Growing up with different cultures and living in different environments has instilled her with a curiosity about other people, places, expressions. For Lucie, Curatorship is an opportunity to tie together this curiosity with her passion for art, colour, language, and creating common ground - this is what makes her feel at home in the world.
Thabang Kanyane
Thabang Kanyane is an artist-curator who works in mediums such as painting, sound and film. He is a 2019 Bachelor of Technology in Fine Art cum laude graduate at Tshwane University of Technology. His body of work for his graduation exhibition consisted of a series of paintings which intersected with outsider art and free jazz. Thabang’s key interests are experimental artistic modes - and he explores these in the fields of fine arts, music and film.
In his Honours research he engages with alternative exhibition spaces by observing the exhibition space to be both an object and site which has the capacity to transform viewer perceptions and experiences. He investigates some possibilities which alternative exhibition spaces can offer to artists and curators which might not be accommodated by the white cube.
Kay'leigh Fisher
Kay-Leigh Fisher is an aspiring curator and publisher, born in 1998 in Johannesburg, South Africa. She is a fine art graduate from the Wits School of Arts and decided to pursue the narrative power of curation to learn how she could help tell the important stories of others.
Kay-Leigh’s primary research has been focused on becoming narratives in regard to the development of hegemonic companion relationships with mediating objects that reinforce idealisations around identity. Her research has focused on objects that promise various transformations, particularly towards a projection of femininity within the complexity of feminized labour. She is interested in the ambiguity of being, through the practice of unlearning which occurs in counter-cultural spaces that promote care at embodied levels.

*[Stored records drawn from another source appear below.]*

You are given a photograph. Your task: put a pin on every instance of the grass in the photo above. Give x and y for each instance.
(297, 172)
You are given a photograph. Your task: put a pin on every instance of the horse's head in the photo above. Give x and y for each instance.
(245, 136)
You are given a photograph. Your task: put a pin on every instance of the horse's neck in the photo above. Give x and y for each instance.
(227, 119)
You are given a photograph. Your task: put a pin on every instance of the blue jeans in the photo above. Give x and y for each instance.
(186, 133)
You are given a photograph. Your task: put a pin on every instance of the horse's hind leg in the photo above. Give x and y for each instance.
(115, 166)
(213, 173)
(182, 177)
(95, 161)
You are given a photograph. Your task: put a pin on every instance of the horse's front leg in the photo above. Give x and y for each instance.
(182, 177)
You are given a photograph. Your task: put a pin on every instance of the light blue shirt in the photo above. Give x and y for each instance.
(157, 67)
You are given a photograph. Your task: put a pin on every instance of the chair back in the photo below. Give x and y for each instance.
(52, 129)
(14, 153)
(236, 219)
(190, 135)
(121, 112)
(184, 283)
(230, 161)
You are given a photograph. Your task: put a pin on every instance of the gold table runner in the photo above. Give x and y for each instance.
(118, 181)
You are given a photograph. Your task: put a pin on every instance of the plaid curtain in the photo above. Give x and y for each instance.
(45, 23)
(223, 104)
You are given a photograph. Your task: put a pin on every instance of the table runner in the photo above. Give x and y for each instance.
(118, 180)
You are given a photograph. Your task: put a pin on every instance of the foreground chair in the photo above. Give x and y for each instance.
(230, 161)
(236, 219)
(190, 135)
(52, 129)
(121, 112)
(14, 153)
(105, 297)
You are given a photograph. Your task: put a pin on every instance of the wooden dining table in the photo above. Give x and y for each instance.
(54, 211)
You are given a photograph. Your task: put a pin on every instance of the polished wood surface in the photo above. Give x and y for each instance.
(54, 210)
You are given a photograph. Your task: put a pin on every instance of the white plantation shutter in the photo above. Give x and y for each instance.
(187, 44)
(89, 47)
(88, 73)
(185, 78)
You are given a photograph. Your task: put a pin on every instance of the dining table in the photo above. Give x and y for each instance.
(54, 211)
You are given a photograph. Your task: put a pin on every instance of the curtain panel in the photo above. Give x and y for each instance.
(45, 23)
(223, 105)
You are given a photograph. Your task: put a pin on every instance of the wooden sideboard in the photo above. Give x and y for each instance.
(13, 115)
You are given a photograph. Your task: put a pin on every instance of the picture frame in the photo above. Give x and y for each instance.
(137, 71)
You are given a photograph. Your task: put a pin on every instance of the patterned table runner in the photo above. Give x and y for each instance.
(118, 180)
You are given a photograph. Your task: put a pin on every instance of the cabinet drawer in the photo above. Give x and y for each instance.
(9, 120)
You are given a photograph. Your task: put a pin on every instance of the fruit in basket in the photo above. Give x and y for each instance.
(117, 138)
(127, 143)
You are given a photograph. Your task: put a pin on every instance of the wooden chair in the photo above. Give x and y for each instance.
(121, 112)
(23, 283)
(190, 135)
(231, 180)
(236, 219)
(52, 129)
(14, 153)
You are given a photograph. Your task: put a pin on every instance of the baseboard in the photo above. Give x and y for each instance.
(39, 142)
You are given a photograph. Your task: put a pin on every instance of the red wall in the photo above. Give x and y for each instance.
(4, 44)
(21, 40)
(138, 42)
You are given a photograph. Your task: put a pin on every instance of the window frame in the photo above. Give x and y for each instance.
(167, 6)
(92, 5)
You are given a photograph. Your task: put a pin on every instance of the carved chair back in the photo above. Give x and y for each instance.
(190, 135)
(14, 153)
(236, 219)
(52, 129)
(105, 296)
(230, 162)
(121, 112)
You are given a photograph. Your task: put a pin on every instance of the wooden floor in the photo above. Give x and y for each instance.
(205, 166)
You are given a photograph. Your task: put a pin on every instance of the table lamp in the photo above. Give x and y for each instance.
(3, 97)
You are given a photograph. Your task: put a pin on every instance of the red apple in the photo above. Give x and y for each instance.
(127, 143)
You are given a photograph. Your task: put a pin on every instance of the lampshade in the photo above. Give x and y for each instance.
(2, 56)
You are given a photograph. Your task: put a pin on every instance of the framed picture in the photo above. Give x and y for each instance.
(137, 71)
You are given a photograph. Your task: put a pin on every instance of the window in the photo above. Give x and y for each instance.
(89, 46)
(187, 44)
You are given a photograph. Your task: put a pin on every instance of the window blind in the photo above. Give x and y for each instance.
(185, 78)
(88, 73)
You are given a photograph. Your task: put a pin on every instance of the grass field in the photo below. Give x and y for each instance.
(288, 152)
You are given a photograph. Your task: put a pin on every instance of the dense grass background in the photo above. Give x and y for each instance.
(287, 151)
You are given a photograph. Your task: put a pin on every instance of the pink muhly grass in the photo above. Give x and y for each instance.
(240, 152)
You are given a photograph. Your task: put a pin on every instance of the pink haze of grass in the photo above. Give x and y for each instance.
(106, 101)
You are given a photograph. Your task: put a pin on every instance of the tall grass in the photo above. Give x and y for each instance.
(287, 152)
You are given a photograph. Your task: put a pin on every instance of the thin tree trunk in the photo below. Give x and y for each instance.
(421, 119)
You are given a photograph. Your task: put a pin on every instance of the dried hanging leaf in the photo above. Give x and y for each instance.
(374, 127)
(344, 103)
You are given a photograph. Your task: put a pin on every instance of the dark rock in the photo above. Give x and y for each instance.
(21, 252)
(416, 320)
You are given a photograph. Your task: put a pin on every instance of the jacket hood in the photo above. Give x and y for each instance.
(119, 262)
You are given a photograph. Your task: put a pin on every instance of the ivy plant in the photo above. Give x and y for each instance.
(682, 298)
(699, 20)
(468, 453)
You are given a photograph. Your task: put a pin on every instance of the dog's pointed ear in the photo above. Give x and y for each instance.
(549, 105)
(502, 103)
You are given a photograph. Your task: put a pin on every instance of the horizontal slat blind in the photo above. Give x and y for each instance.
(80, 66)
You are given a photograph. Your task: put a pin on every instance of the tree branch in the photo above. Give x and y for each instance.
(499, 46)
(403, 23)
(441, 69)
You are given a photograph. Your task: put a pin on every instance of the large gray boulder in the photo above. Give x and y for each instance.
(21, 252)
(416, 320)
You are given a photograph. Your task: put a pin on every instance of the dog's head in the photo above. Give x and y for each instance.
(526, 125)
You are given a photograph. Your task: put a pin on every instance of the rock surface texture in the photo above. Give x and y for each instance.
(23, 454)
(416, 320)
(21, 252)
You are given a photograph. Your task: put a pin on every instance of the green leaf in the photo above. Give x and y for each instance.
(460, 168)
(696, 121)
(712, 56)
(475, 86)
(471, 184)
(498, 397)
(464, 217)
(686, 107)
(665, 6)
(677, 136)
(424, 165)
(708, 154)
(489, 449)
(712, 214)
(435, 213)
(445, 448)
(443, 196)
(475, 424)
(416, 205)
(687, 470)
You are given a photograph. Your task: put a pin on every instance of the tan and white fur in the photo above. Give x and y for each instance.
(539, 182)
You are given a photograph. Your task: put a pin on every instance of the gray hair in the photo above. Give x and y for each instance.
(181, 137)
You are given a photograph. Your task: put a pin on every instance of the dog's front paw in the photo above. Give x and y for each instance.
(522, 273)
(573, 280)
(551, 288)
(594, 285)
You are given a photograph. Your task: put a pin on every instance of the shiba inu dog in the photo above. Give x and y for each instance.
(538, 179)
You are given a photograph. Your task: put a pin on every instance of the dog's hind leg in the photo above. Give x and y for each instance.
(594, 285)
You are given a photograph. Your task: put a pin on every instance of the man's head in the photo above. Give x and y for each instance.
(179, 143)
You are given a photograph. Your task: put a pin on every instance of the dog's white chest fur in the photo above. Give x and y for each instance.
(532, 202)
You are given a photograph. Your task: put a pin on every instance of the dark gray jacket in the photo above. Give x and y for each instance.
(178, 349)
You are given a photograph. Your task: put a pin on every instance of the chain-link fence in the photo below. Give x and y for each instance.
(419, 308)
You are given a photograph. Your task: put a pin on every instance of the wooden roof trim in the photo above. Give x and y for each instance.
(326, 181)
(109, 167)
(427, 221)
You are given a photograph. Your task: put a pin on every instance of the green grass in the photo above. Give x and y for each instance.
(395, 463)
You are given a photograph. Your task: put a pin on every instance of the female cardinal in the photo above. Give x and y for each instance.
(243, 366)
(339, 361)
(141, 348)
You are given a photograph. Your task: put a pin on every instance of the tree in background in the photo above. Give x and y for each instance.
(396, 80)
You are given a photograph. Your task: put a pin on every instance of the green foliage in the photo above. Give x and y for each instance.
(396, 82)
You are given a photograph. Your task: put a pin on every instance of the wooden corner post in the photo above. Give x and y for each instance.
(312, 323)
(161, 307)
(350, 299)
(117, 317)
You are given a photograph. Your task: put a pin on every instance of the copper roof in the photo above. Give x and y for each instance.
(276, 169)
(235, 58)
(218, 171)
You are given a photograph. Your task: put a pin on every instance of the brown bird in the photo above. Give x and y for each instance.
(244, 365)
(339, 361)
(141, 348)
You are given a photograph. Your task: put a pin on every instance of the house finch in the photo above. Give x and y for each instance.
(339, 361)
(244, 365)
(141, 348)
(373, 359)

She is also the co-founder of a digital publishing initiative called ACT Zines. The collective produces zine publications as alternative exhibitions that are built on a framework of collaboration through the exploration of a range of performativity.
Xola Mlwandle
Xola Mlwandle was born in the Eastern Cape and obtained a BA, majoring in Anthropology and History, from University of Fort Hare. She is interested in the experiences and memories of individuals, especially those excluded by South African history and the public domain - and formulates new ways to manifest these accounts through story-telling and various forms of representation.
Her research for the Honours in Curatorship programme focuses on the idea of the traditional and symbolic act of wearing headdresses amongst Xhosa women and women who identify as African. She investigates how it has been politicized and misinterpreted through tracing histories and looking into archives and in so doing, unpacks ideas on the cultural aspects of the headdress and its undocumented histories.